Metadata-Version: 2.4
Name: h2ml
Version: 0.1.1
Summary: 4-step AutoML pipeline for tabular data: model screening, SHAP feature selection, and Optuna HPO
Project-URL: Repository, https://github.com/h2ugoparra/h2ml
Project-URL: Documentation, https://h2ugoparra.github.io/h2ml
Project-URL: Bug Tracker, https://github.com/h2ugoparra/h2ml/issues
Author-email: Hugo Parra <h2ugo.parra@pm.me>
License: MIT
License-File: LICENSE
Keywords: automl,feature-selection,machine-learning,optuna,scikit-learn,shap,tabular
Classifier: Development Status :: 3 - Alpha
Classifier: Intended Audience :: Science/Research
Classifier: License :: OSI Approved :: MIT License
Classifier: Programming Language :: Python :: 3
Classifier: Programming Language :: Python :: 3.11
Classifier: Programming Language :: Python :: 3.12
Classifier: Programming Language :: Python :: 3.13
Classifier: Topic :: Scientific/Engineering :: Artificial Intelligence
Requires-Python: >=3.11
Requires-Dist: h2mare>=0.1.1
Requires-Dist: joblib>=1.5.3
Requires-Dist: loguru>=0.7.3
Requires-Dist: matplotlib>=3.10.8
Requires-Dist: numpy>=2.0.0
Requires-Dist: optuna>=4.7.0
Requires-Dist: pandas>=3.0.1
Requires-Dist: polars>=1.38.1
Requires-Dist: pyarrow>=23.0.1
Requires-Dist: scikit-learn>=1.5.0
Requires-Dist: scipy>=1.13.0
Requires-Dist: seaborn>=0.13.2
Requires-Dist: shap>=0.51.0
Requires-Dist: tqdm>=4.66.0
Provides-Extra: boosting
Requires-Dist: catboost>=1.2.10; extra == 'boosting'
Requires-Dist: lightgbm>=4.6.0; extra == 'boosting'
Requires-Dist: xgboost>=3.2.0; extra == 'boosting'
Provides-Extra: geo
Requires-Dist: cartopy>=0.25.0; extra == 'geo'
Requires-Dist: h2mare>=0.1.1; extra == 'geo'
Requires-Dist: polars>=1.38.1; extra == 'geo'
Description-Content-Type: text/markdown

# H2ML

![Python](https://img.shields.io/badge/python-3.11%20%7C%203.12%20%7C%203.13-blue)
[![PyPI](https://img.shields.io/pypi/v/h2ml)](https://pypi.org/project/h2ml/)
[![Docs](https://img.shields.io/badge/docs-h2ugoparra.github.io%2Fh2ml-blue)](https://h2ugoparra.github.io/h2ml/)

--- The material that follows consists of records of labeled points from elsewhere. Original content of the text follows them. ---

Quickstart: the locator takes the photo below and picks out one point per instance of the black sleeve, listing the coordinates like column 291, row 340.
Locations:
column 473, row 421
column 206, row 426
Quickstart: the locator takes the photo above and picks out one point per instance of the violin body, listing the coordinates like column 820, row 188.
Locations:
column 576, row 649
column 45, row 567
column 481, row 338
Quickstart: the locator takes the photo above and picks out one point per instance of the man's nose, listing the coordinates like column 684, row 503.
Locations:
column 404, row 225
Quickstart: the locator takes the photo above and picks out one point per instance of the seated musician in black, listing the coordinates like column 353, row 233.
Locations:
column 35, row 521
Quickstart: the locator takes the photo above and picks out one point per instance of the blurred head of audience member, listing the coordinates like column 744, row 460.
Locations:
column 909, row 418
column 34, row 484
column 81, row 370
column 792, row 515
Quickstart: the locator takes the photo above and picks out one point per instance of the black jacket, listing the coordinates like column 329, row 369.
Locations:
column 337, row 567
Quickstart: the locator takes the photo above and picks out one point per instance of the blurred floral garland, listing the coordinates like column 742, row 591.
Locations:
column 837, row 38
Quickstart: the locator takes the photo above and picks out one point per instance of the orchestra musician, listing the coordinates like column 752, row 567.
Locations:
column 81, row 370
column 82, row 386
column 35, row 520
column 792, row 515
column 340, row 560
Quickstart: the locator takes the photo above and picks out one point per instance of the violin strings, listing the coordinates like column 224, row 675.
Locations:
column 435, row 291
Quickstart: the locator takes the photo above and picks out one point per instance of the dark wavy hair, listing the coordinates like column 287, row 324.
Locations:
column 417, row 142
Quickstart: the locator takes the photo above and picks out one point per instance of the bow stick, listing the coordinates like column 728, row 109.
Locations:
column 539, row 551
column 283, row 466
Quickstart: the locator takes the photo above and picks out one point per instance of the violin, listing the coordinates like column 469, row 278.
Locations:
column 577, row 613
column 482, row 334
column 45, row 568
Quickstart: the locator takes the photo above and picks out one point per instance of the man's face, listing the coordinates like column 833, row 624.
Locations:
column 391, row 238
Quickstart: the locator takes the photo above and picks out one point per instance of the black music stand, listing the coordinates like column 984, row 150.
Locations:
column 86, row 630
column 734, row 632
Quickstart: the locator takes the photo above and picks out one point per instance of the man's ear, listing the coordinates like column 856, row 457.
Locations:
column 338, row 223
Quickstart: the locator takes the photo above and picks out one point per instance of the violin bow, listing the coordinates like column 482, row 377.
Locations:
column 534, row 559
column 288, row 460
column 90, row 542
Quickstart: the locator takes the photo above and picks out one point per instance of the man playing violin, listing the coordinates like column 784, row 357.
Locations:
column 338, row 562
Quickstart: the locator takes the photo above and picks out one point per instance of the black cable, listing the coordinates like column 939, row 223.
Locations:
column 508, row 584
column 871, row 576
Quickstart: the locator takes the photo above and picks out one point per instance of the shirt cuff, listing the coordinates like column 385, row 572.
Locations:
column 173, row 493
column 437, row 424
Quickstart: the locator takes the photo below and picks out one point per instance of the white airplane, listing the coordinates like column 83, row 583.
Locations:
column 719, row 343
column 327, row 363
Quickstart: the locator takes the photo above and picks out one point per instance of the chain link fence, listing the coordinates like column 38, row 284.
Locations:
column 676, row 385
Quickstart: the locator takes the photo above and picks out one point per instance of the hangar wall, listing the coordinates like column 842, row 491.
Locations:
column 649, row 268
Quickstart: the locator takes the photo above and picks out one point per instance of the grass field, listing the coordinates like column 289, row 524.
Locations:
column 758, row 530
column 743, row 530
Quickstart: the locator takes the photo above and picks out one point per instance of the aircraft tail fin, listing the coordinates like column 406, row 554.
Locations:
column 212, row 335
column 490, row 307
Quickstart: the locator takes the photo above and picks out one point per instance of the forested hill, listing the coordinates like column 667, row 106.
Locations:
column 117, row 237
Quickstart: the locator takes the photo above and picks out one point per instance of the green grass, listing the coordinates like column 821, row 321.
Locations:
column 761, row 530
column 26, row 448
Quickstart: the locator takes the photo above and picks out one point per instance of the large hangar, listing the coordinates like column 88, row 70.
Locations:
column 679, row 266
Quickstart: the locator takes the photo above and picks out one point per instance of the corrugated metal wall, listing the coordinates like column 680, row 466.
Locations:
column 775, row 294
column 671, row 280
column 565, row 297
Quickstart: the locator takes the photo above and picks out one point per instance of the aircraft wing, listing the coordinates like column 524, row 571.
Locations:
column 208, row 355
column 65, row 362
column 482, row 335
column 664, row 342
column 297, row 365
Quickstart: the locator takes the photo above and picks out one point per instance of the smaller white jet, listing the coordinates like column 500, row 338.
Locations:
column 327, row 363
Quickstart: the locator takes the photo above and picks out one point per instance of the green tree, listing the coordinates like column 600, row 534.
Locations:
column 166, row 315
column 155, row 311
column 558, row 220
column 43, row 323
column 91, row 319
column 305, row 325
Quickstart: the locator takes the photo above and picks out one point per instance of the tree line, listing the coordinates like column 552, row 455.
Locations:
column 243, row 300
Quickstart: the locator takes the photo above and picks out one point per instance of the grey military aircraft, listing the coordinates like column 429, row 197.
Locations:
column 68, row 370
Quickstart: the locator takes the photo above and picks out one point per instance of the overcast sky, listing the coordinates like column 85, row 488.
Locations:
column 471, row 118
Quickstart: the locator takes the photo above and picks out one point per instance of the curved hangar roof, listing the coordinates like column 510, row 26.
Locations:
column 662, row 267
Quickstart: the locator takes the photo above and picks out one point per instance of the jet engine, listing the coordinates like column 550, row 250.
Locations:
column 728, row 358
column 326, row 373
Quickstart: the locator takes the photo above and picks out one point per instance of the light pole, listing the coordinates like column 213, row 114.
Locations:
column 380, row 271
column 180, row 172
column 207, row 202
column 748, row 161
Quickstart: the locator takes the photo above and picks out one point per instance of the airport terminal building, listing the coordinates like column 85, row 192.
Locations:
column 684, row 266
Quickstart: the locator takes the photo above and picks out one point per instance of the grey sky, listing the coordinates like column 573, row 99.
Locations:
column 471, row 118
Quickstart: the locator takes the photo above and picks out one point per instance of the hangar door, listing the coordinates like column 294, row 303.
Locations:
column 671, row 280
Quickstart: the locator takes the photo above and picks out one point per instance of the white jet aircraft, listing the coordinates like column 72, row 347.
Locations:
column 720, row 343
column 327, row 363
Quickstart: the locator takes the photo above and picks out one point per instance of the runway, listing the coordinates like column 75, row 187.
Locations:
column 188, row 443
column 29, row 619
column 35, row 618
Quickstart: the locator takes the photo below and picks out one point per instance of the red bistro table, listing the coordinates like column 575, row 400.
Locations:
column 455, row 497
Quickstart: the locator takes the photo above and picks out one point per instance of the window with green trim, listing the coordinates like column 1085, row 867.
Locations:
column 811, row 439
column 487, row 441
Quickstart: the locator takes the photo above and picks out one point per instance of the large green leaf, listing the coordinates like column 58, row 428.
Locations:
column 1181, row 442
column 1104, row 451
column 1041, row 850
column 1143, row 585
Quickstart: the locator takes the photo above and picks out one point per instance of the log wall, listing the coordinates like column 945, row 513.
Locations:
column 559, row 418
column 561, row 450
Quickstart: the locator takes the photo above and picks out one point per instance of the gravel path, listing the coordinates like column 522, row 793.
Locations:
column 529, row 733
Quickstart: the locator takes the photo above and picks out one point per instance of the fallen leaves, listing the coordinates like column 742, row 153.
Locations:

A 4-step AutoML pipeline for tabular data that wraps sklearn-compatible estimators. Given a feature matrix and target, it screens all registered models, reduces features via SHAP importance and correlation filtering, and tunes the winner with Optuna — all in one call.

## Installation

```bash
pip install h2ml
# or
uv add h2ml
```

The [`h2mare`](https://github.com/h2ugoparra/h2mare) companion package is included with the base install.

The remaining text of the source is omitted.